Electronic Voting Machine Shown To Mis-Record Votes
from the scary dept
One of the silly arguments of those defening poorly designed electronic voting machines is that there’s never been any evidence that they miscount votes. Well, there goes that argument. Found over at Freedom to Tinker is news of some research done on electronic voting machines used in Florida elections that clearly show the machine’s voting image and the audit logs do not match, which could lead to votes being lost or not counted properly. What’s scary about this is that the report noting these problems was written a year ago and, even those these problems were known, the machines were still used and the same problems occurred again. As always, the local election supervisor claims that, even though they know about this problem, it’s no big deal. She claims that the only problem is with the audit system – and not the vote tabulation. Of course, if the audit system doesn’t match the vote tabulation there’s no way to know that the vote tabulation actually works properly. Even worse, the “workaround” the supervisor came up with was basically to use uncertified software. What’s wrong with a paper trail again?

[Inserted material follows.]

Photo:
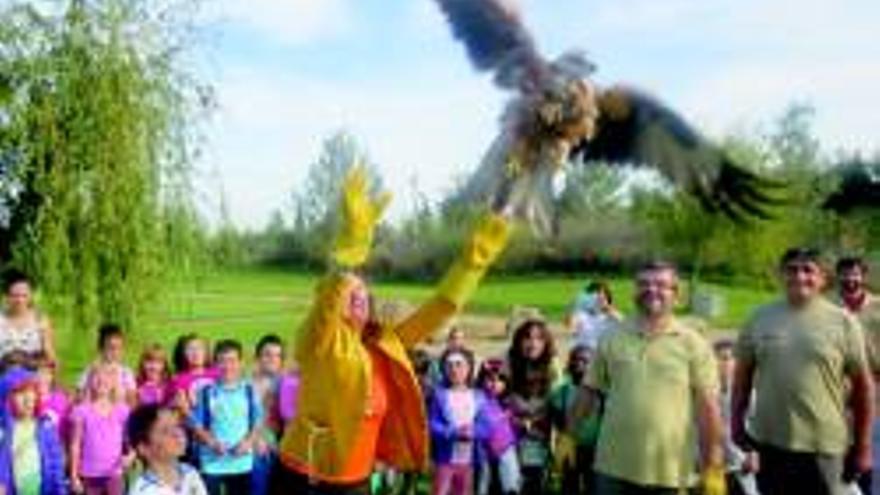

Comments on “Electronic Voting Machine Shown To Mis-Record Votes”
Florida, AGAIN?
Hanging and pregnant chads, now electronicallly…
I may be dense...
…but I just don’t get all this hoopla surrounding electronic voting mechanisms. I’ve been in the Point of Sale business for over 20 years, and have designed and installed thousands of systems in countries that require the use of a “fiscal” printer. A fiscal printer is basically a government-mandated (and controlled) device that essentially records every single keystroke made on the POS to ensure that the totals being rung into and by the POS match the paper audit trail. These devices serve as a taxing-audit mechanism mostly. While software bugs to appear, each and every fiscal printer/POS device has to pass rigourous in-country testing to ensure a no-error condition prior to deployment. Thereafter, the machines are audited quarterly to prove that no errors existed.
Why are voting machines so bloody different? I deploy this kind of tech into thousands of burger joints worldwide for about $2000 per machine….isn’t this good enough?